Located on the eastern shore of Vancouver Island, the Regional District of Nanaimo is the fifth largest regional district in British Columbia with a population of 155,698. The Regional District was incorporated in 1967 and contains four incorporated municipalities and seven electoral areas. The largest community in the Regional District is the City of Nanaimo with a population of 90,504. A Regional District is a structure of local government that provides smaller rural communities with access to the most commonly needed services, such as water services and public transport. They are designed to provide services to communities that would normally not be able to afford them by pooling resources to pay for a specific service, thus lowering the cost of operation across the larger population. Regional districts also provide rural residents with an effective form of local government, while also representing municipal residents on regional issues. They are a common form of government within British Columbia and have a distinct funding model that differs from traditional municipalities in the rest of Canada.
Like all local governments, the Regional District of Nanaimo is responsible for delivering services to its residents while balancing fiscal priorities. The process of financial budgeting can be difficult and time-consuming, necessitating governments to explore innovative solutions. In 2014, the Regional District of Nanaimo procured and implemented Financial Managers Workbench (FMW); a software solution that significantly reduces inefficiencies and the time commitment required to produce the annual budget, while also creating opportunities for enhanced interdepartmental engagement around the budget.
2. Key Insights
Municipalities can spend six months of the year on the budgeting process in order to properly prepare, analyze, and present the budget documents for the upcoming year. The intricacies of the process can require several months of work with multiple iterations of spreadsheets and continual manual updating of actual year to date and forecasts to year end. In addition, ongoing discussions with department leads and collection of budget data from external service providers adds increased difficulty to the process. Budgeting complexity can change depending on the structure of the organization, however, many of the principal issues are common across municipalities and regions. The Regional District is faced with many of the primary issues experienced throughout the budgeting process, such as:
- limited resources,
- financial expense reporting lag, and;
- maintaining consistent buy-in from department managers.

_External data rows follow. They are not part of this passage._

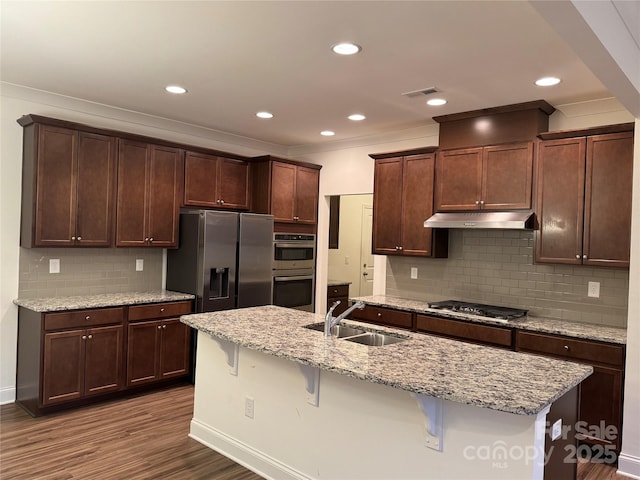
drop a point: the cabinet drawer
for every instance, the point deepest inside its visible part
(158, 310)
(384, 316)
(83, 318)
(486, 334)
(571, 349)
(338, 291)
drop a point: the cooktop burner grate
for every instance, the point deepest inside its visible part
(490, 311)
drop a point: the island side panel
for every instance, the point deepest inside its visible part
(360, 430)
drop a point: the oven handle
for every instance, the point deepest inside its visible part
(294, 277)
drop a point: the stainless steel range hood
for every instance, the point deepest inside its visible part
(517, 220)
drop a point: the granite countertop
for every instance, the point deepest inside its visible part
(472, 374)
(536, 324)
(56, 304)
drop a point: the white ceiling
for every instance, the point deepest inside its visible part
(239, 57)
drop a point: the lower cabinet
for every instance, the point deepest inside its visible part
(600, 415)
(70, 358)
(158, 345)
(466, 331)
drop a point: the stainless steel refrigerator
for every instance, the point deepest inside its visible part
(224, 259)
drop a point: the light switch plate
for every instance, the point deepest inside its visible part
(54, 265)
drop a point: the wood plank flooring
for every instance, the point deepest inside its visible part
(142, 438)
(137, 438)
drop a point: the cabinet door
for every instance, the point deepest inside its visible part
(56, 187)
(608, 185)
(560, 200)
(132, 199)
(200, 180)
(507, 176)
(96, 179)
(104, 350)
(307, 184)
(417, 204)
(175, 348)
(387, 206)
(63, 368)
(233, 183)
(164, 195)
(143, 347)
(459, 179)
(283, 190)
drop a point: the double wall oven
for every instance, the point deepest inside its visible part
(294, 260)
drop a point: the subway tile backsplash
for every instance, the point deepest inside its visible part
(496, 267)
(88, 271)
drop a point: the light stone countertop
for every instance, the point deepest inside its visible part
(531, 323)
(472, 374)
(56, 304)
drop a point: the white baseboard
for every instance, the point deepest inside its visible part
(7, 395)
(629, 466)
(243, 454)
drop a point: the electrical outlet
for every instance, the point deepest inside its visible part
(54, 265)
(248, 407)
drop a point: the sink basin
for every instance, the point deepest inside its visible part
(338, 331)
(375, 339)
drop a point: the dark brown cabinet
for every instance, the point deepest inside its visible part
(494, 178)
(584, 200)
(402, 201)
(384, 316)
(338, 293)
(149, 195)
(67, 357)
(600, 412)
(215, 181)
(158, 345)
(287, 190)
(68, 187)
(464, 330)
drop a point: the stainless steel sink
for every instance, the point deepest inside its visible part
(338, 331)
(375, 339)
(358, 335)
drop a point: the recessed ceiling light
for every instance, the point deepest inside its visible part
(175, 89)
(547, 81)
(346, 48)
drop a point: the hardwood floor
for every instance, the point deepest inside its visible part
(143, 437)
(137, 438)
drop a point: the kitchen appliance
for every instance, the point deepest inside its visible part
(293, 274)
(224, 259)
(479, 309)
(516, 220)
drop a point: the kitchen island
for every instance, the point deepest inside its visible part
(287, 402)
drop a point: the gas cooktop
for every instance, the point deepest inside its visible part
(489, 311)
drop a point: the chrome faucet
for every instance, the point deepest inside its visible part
(330, 321)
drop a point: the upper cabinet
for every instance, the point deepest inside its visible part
(288, 190)
(149, 195)
(583, 200)
(215, 181)
(68, 192)
(402, 201)
(493, 178)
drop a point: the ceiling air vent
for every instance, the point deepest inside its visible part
(424, 91)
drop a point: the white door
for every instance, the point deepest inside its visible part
(366, 258)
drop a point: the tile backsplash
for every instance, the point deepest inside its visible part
(87, 271)
(496, 267)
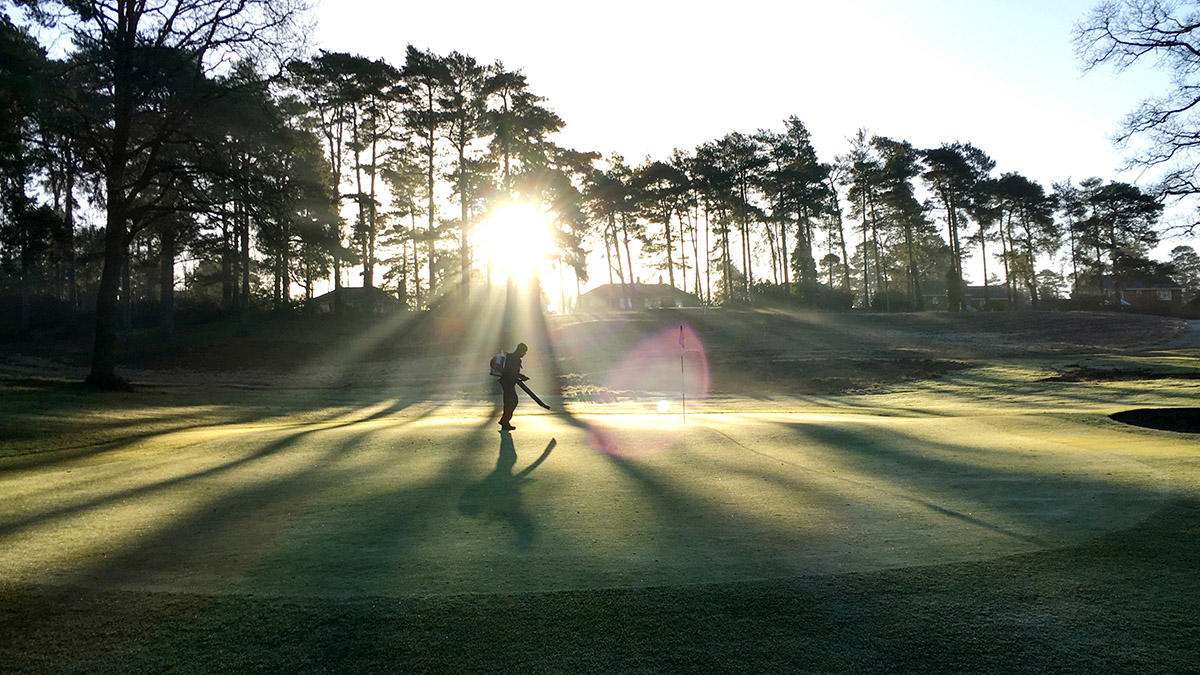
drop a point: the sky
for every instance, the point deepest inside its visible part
(643, 78)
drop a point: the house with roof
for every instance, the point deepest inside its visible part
(994, 296)
(634, 297)
(1150, 291)
(357, 298)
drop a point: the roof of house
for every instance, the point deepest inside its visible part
(1159, 282)
(352, 294)
(610, 291)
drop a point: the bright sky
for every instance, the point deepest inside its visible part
(642, 78)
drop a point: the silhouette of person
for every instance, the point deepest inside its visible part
(509, 378)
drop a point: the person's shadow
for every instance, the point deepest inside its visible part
(498, 495)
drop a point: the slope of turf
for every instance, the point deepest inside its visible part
(985, 520)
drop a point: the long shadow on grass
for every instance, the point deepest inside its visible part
(498, 495)
(269, 449)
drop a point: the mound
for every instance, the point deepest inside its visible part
(1185, 420)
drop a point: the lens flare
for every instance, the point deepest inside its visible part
(660, 375)
(516, 239)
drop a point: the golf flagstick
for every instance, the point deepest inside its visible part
(683, 380)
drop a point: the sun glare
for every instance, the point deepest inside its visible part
(516, 239)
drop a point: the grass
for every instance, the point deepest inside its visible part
(985, 520)
(1120, 603)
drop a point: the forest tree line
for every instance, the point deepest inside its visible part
(195, 135)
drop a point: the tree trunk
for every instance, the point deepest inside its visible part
(245, 267)
(841, 234)
(465, 225)
(167, 282)
(103, 358)
(126, 292)
(666, 228)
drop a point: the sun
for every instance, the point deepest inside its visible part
(516, 239)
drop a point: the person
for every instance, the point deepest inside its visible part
(509, 378)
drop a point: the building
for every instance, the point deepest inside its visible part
(934, 297)
(1141, 292)
(357, 298)
(629, 297)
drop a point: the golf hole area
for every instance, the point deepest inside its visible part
(1183, 420)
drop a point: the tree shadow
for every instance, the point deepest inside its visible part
(498, 495)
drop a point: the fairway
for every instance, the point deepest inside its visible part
(995, 500)
(402, 505)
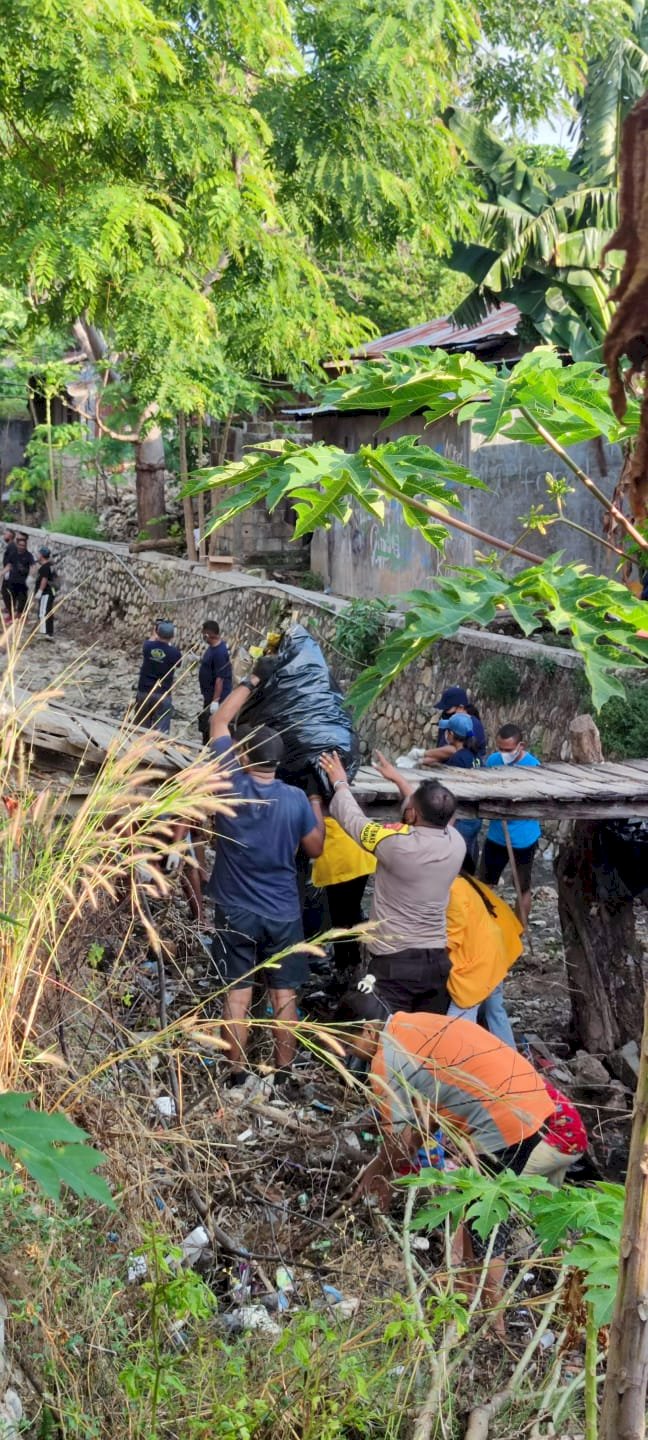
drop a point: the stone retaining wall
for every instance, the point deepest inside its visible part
(105, 586)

While the Regional District looks to overcome traditional budgeting challenges experienced by a municipal organization, they also must contend with the complexity of processes and procedures related to being a regional district.
Within a traditional municipal structure, for each service provided by the municipality, an operating budget will be generated that details the expenses and revenues that pertain specifically to that service. In many cases, a capital budget is also generated for that service to detail the required capital investment to replace the capital asset at the end of service life. At the end of the year, municipalities may have services that do not generate enough revenues to cover the expenses that occur over the course of the year. These budget deficits are often mitigated by a general surplus account, which is made up of other service revenues, property tax revenue, or provincial and federal funding.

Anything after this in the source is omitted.